Disputa de sete décadas cria precedente bilionário para restituição de obras
Suprema Corte de Nova York – Ao confirmar, na primeira semana de abril, que a tela “Homme assis appuyé sur une canne” pertence a Philippe Maestracci, herdeiro do comerciante judeu Oscar Stettiner, o tribunal colocou um Modigliani avaliado em US$ 30 milhões no centro de um alerta que pode sacudir o bolso de colecionadores e galerias globais.
- Em resumo: vitória familiar ameaça acionar efeito dominó contra impérios que negociaram arte saqueada pelos nazistas.
Precedente jurídico pode custar caro a colecionadores
A decisão mira especialmente a Seated Man Holding a Cane, peça que figurava no catálogo da Nahmad, rede de galerias comandada pelos irmãos David e Ezra Nahmad.
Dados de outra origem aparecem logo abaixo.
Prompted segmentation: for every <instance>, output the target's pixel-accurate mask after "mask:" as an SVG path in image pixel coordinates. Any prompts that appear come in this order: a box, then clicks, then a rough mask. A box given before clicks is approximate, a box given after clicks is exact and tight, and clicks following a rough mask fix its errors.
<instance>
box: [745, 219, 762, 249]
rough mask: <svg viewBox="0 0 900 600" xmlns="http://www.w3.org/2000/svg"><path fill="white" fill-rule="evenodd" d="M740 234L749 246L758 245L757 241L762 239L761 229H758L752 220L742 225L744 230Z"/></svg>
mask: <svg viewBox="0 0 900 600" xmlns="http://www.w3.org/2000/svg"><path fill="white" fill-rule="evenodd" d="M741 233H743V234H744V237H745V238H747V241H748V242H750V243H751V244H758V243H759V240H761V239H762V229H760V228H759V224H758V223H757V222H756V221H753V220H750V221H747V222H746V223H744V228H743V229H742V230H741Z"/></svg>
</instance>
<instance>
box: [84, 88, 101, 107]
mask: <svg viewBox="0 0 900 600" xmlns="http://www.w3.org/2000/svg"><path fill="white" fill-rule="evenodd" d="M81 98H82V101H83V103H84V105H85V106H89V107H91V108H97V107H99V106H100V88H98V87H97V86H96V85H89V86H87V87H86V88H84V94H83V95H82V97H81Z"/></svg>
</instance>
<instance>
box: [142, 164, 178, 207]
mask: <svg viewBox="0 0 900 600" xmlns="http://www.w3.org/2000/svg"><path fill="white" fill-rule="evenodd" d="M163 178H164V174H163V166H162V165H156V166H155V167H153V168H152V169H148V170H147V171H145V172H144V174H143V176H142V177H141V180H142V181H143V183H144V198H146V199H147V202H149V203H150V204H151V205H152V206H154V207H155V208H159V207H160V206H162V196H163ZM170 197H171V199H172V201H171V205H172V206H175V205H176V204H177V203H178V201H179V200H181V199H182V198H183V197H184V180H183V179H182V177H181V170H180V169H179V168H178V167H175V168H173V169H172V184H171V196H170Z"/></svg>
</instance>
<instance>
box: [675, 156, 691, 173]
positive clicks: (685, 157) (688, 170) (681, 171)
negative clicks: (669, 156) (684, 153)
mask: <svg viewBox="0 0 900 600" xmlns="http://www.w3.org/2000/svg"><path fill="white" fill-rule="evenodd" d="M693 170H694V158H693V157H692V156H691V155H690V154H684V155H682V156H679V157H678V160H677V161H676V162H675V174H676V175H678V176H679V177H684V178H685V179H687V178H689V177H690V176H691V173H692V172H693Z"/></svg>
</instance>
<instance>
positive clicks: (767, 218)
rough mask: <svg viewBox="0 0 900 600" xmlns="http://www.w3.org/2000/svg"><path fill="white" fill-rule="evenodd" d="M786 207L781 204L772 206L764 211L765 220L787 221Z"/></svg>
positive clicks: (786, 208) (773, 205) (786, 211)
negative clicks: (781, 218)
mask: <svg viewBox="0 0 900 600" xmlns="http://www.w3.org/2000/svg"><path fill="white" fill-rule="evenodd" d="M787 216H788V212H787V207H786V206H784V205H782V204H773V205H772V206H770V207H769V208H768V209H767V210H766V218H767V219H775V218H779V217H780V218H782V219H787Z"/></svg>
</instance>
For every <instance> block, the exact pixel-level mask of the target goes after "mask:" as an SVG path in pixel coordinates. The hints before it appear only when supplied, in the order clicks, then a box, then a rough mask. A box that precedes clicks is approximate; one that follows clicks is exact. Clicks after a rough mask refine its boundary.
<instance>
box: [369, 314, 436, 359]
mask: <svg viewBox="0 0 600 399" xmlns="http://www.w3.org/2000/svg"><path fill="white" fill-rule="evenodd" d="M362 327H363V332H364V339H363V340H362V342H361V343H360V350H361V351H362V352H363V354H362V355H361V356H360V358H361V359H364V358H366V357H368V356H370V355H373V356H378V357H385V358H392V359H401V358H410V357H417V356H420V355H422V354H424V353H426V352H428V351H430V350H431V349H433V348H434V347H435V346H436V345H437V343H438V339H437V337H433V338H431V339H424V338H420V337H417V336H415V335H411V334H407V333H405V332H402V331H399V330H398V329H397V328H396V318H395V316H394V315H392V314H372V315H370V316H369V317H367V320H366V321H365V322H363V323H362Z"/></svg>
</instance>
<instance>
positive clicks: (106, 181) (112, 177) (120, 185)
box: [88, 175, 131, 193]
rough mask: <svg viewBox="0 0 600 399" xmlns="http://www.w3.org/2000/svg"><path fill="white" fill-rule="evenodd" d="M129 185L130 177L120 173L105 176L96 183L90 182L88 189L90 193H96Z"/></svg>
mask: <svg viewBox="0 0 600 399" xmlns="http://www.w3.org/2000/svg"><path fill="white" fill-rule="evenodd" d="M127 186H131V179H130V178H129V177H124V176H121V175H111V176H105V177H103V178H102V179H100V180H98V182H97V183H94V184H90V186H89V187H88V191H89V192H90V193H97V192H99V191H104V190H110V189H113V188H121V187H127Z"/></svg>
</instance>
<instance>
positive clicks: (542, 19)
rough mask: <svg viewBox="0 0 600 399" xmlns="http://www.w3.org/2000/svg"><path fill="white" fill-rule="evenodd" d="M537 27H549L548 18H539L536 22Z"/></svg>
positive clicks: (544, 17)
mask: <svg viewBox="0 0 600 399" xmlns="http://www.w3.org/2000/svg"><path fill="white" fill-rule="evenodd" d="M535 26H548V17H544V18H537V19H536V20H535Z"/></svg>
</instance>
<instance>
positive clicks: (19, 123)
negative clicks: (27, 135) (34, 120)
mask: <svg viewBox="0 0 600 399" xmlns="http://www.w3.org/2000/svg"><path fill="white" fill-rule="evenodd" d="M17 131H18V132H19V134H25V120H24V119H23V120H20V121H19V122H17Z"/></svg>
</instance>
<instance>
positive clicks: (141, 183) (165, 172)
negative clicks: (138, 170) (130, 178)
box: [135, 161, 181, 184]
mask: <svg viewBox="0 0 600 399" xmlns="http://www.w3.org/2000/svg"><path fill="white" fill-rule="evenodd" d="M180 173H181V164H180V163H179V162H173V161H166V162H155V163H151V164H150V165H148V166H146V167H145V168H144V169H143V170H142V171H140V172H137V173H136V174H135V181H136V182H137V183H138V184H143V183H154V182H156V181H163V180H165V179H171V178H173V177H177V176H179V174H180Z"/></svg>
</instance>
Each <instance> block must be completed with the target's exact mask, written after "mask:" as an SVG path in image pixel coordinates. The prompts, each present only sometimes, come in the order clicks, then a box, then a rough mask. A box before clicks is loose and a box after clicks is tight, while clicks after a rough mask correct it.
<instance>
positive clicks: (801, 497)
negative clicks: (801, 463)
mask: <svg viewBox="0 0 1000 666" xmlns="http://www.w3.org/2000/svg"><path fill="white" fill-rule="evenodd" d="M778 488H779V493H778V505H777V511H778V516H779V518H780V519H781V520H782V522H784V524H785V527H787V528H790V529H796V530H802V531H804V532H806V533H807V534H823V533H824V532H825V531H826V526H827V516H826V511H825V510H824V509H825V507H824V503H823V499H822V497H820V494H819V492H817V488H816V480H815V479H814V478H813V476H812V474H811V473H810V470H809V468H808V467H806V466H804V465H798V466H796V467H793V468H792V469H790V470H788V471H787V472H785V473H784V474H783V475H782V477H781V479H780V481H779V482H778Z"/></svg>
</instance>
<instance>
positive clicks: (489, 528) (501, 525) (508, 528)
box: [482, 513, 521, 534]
Segundo levantamento da Reuters, a família comercializa um acervo superior a US$ 3 bilhões – parte agora sob risco de novas contestações.
O juiz Charles Ramos classificou o quadro como “posse indevida continuada” e abriu caminho para que outras vítimas do regime nazista usem o mesmo enquadramento legal.
Mercado de arte de US$ 65 bi na mira de novas ações
Dados da Art Basel mostram que as vendas globais de arte alcançaram US$ 65 bilhões em 2023, volume que depende fortemente da percepção de procedência e de seguro. Ao legitimar o direito sucessório após 80 anos, o veredicto amplia custos potenciais com due diligence, pressiona prêmios de apólices e pode retrair trocas privadas de alto valor.
No contexto macro, governos europeus intensificam programas de restituição desde 2019, enquanto os EUA analisam o HEAR Act, que estende prazos para reivindicações. Especialistas estimam que mais de 100 mil obras ainda tenham origem suspeita, criando passivo bilionário para museus e fundos de arte.